Per la procuratrice pubblica Margherita Lanzillo, che ha condotto l’inchiesta e che ha chiesto pene pecuniarie sospese, dell’inquinamento sono colpevoli per negligenza tre operai - il 63.enne responsabile ambientale della società e due capiturno di 55 e 44 anni - sia per aver omesso di accertarsi che la vasca di sicurezza fosse vuota di acqua e oli, sia per non aver contattato i pompieri. Per la ditta Lanzillo ha invece emesso un decreto d’abbandono, motivandolo - hanno riferito le difese degli operai - scrivendo che erano stati identificati i responsabili ed erano già stati condannati, cosa non vera in quanto i decreti d’accusa a loro carico non sono ancora cresciuti in giudicato.

Davanti alla giudice della Pretura penale Patrizia Gianelli, le tre tesi difensive (i legali erano Edy Meli, Marco Cocchi e Vanna Cereghetti) sono state convergenti e si sono concluse con la richiesta di proscioglimento e di rimborso dei tre operai, per vari motivi.

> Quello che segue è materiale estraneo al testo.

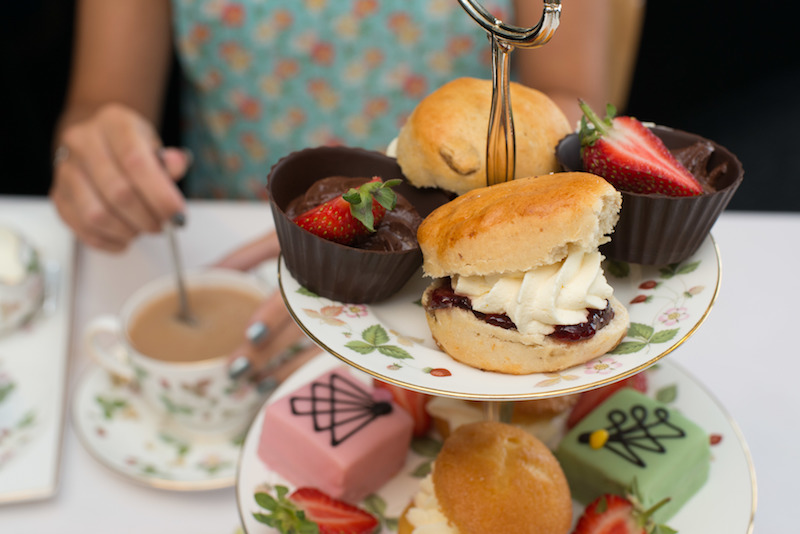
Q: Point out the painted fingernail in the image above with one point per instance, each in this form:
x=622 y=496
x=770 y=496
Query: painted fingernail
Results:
x=179 y=219
x=257 y=332
x=267 y=386
x=238 y=367
x=189 y=156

Il primo argomento è stato che la Legge federale sulla protezione delle acque (che i tre sono accusati di avere infranto) ha l’obiettivo di stabilire la responsabilità oggettiva del responsabile degli impianti in caso di inquinamento e di far ripristinare la situazione, cosa che nel caso in esame è stata fatta: la ditta ha pagato tutti i costi di ripristino. Le disposizioni penali sono per contro sussidiarie, e scattano in caso di crasse violazioni o manifeste negligenze, che nel caso non sarebbero date. «La Legge ha già raggiunto il suo scopo», ha rimarcato Meli.

Detto ciò, se comunque si volesse parlare di responsabilità penali, queste andrebbero piuttosto ascritte all’azienda detentrice degli impianti, a meno di chiare direttive interne alla stessa che affermino altrimenti. Direttive che in questo caso non sono state trovate. Ad esempio il responsabile ambiente (o coordinatore, come ha specificato il suo legale) non aveva indicazioni scritte su come agire in questi casi: «Da un’azienda così ci si aspetterebbero direttive chiare e irreprensibili: che non ci siano è una mancanza a mio modo di vedere grave», ha detto Cocchi.

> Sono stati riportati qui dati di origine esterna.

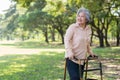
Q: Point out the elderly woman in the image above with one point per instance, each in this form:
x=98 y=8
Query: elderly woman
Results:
x=77 y=43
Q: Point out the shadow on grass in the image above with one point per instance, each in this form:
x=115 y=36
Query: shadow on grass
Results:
x=34 y=44
x=45 y=66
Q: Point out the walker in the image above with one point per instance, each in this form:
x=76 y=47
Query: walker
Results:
x=86 y=70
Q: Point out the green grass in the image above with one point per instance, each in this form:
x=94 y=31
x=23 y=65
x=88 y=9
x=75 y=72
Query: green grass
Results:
x=50 y=65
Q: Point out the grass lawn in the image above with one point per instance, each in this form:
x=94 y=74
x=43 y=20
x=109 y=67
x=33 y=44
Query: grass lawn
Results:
x=49 y=65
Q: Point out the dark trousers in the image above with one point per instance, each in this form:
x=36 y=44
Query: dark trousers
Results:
x=74 y=70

Tutto ciò, unito all’imprevedibile concomitanza dei due guasti al sistema di controllo e alla presenza di oli esausti nella vasca di sicurezza (di cui gli imputati erano all’oscuro, in quanto non ne sarebbero stati informati dai colleghi di un altro dipartimento il giorno precedente) e a pretese altre lacune dell’inchiesta, come il non aver verificato perché quegli oli si trovassero dove non dovevano essere o l’aver emesso tre decreti d’accusa fotocopia per un reato che di norma prevederebbe un solo colpevole. «La sensazione è che si dovesse per forza condannare qualcuno», ha detto Cereghetti. Osservazioni a cui Lanzillo, che ha rinunciato a partecipare al procedimento, non ha ovviamente potuto replicare.

La sentenza della giudice Gianelli è attesa a inizio della prossima settimana.